In the spring, Dorsey said nothing good could come from being on "Hard Knocks." On Wednesday, he had softened his stance, based on three factors: the strength of character from new veterans in the locker room, the strength of the coaching staff's voice, and what Dorsey called the "quality work done by NFL Films."
"I'm comfortable with where we are," Dorsey said. "I understand the direction of our team is in the right frame of mind. But you know the one thing that I find very appealing is it now gives the fans a chance to see how passionate people are within this organization about the 2018 season."
Jackson has been involved in "Hard Knocks"; he was the offensive coordinator of the Bengals when the team was featured in 2013.
"This is just going to be a tool for all involved," Jackson said. "Another opportunity for people to truly see what we do on an everyday basis and really be able to see the behind-the-scenes work that goes on here. Nothing more, nothing less with our football team."
Jackson said he saw no reason to believe that any focus on Mayfield would add to the quarterback drama that has gone on for so long in Cleveland, especially in training camp.
"Tyrod [Taylor] is our starting quarterback," Jackson said. "Baker's our No. 1 pick. He's our quarterback of the future. I've said that since this happened. I don't think that will change. I want those guys to be exposed for what they do, because I think our fans want to know them and what makes them tick. But at the same time, I don't think it should put any more pressure on what we need to do as a football team about who's playing quarterback for us."
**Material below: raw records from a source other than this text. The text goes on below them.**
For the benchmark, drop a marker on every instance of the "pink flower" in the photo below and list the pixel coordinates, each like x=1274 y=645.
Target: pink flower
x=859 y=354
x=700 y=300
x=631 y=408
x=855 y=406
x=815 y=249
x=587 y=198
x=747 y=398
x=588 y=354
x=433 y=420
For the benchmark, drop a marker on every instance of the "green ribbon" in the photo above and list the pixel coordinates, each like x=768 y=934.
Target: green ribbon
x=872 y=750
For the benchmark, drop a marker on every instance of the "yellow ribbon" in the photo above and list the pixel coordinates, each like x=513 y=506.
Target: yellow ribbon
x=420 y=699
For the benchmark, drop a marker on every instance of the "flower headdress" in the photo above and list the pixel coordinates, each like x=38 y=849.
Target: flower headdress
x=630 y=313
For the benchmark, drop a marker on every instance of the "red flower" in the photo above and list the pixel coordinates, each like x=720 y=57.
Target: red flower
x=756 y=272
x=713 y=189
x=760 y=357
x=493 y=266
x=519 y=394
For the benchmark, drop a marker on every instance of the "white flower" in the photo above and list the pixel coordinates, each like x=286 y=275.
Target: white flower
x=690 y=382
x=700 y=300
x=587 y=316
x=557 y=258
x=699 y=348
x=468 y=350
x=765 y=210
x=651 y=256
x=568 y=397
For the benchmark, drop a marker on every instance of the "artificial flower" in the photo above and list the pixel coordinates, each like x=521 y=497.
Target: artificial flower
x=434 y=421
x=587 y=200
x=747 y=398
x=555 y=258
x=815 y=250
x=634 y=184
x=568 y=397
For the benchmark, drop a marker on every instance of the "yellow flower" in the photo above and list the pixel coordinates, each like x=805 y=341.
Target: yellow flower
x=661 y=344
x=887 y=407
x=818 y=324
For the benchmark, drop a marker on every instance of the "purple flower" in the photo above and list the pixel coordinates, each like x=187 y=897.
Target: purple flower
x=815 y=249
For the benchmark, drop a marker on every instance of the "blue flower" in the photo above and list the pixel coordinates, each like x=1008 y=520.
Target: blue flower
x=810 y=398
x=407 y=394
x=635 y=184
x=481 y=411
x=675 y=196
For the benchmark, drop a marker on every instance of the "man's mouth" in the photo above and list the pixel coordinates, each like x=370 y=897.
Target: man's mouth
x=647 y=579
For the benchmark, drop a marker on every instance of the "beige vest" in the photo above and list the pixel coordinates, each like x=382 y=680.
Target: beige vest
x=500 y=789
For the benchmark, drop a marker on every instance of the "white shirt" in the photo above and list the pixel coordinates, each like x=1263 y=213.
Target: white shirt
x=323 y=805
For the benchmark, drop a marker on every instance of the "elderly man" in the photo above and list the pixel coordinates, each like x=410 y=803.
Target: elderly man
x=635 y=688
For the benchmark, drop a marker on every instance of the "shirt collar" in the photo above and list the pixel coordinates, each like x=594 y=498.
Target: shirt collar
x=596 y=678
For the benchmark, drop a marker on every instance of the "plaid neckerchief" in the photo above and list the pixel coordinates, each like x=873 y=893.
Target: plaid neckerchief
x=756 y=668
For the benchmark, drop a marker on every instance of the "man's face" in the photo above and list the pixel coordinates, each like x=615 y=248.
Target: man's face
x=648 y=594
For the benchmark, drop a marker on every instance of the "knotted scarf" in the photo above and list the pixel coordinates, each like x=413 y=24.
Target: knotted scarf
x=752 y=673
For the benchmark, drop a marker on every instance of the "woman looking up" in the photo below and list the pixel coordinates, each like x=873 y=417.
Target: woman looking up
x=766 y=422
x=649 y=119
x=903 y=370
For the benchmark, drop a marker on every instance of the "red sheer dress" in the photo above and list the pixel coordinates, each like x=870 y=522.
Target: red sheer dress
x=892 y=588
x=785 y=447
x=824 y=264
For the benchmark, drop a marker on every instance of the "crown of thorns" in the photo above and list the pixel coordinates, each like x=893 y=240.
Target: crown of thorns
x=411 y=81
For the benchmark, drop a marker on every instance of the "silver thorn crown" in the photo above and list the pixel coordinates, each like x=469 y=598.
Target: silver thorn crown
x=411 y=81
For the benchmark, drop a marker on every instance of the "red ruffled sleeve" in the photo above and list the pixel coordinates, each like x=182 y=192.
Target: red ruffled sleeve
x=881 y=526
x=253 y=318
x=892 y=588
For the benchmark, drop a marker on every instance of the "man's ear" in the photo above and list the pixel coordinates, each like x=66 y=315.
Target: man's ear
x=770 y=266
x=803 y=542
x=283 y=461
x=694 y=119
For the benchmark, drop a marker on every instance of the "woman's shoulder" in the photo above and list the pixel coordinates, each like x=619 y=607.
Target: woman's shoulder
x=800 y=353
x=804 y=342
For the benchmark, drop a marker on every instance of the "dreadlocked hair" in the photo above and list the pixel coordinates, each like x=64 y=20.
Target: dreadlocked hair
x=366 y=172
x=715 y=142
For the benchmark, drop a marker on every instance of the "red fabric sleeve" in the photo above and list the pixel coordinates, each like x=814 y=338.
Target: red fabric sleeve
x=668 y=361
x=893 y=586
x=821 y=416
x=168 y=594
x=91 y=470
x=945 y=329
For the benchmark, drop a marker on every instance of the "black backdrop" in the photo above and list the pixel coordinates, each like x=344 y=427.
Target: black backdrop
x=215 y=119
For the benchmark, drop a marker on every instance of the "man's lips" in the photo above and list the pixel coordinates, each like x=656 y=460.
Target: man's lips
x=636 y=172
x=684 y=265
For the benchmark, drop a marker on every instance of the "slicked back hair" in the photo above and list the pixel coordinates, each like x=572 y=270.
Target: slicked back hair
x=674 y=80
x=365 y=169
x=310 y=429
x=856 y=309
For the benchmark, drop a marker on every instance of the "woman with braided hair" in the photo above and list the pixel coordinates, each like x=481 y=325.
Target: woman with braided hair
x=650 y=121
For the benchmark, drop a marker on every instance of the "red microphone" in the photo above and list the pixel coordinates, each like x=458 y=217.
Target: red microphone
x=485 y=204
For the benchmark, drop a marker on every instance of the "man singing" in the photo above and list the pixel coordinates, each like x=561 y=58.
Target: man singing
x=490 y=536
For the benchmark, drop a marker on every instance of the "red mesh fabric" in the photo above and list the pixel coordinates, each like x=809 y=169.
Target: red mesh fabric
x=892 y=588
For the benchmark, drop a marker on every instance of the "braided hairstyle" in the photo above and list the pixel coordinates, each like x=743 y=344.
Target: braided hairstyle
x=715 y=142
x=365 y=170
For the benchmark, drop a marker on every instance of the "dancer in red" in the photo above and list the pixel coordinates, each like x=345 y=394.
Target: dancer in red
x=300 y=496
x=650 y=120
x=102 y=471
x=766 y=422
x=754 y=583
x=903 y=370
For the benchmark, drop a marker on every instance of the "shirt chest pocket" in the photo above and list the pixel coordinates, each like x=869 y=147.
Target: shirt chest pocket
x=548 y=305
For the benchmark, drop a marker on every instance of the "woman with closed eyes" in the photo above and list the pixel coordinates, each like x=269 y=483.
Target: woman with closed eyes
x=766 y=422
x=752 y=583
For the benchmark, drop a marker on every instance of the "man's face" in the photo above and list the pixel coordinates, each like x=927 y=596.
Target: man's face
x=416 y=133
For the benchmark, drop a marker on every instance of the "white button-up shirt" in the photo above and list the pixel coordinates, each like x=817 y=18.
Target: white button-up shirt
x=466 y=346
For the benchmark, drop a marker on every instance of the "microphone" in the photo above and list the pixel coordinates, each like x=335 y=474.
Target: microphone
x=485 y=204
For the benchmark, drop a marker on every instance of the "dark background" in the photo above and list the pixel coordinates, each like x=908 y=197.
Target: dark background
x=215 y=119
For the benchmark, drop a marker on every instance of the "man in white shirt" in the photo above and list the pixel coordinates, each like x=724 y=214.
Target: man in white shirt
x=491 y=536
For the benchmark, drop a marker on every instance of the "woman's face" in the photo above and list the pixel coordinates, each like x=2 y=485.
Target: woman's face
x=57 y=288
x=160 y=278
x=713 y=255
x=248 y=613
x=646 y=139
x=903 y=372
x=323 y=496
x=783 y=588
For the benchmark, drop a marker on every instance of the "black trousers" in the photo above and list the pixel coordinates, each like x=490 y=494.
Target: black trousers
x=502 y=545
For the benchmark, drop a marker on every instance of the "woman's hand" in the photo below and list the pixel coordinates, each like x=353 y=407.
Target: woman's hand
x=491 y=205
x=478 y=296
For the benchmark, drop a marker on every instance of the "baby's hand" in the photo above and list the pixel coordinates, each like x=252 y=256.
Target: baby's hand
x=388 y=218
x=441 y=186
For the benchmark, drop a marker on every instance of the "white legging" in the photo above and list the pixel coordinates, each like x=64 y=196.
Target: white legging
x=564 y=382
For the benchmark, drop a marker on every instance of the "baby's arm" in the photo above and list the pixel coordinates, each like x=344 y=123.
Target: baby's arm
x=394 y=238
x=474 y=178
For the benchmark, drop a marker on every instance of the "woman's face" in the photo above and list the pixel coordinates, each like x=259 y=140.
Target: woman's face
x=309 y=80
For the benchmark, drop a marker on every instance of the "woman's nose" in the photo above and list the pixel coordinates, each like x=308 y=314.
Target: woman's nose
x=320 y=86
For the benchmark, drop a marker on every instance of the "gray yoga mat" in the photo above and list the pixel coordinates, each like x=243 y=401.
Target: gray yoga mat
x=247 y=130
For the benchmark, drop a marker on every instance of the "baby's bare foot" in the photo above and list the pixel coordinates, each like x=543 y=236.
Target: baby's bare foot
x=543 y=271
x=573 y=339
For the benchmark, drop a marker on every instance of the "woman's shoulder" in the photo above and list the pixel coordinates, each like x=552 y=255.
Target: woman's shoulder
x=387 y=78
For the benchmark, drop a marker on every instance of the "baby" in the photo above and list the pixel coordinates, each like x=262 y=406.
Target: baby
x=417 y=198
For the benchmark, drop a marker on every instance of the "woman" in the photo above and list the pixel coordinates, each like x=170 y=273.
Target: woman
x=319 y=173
The show will debut on Aug. 7 at 10 p.m. ET, with episodes airing each of the next four Tuesdays. Rodgers said that 400 hours of behind-the-scenes footage is shot for each episode, with 25 producers at NFL Films headquarters reviewing all footage to decide what will be shown.
The Browns do not have any editorial control over storylines or how they are presented. However, Jackson and Dorsey will be able to watch the show in advance to ensure nothing of a competitive nature is revealed.
Jackson wagged his finger at one possible clip being included in the show: That would be when he jumps in Lake Erie on June 1 to fulfill his pledge that he would swim in the lake if the Browns were worse in 2017 than they were in 2016.
Rodgers said the lake jump might be dated by the time the show is produced. Events of camp dictate the storyline, and the show is produced immediately. That means by the time a practice ends, a producer in New Jersey will have already reviewed footage from the beginning of practice.
Because of the focus on immediacy and the live storylines, anything that happens leading up to camp is old news by the time camp starts, Rodgers said.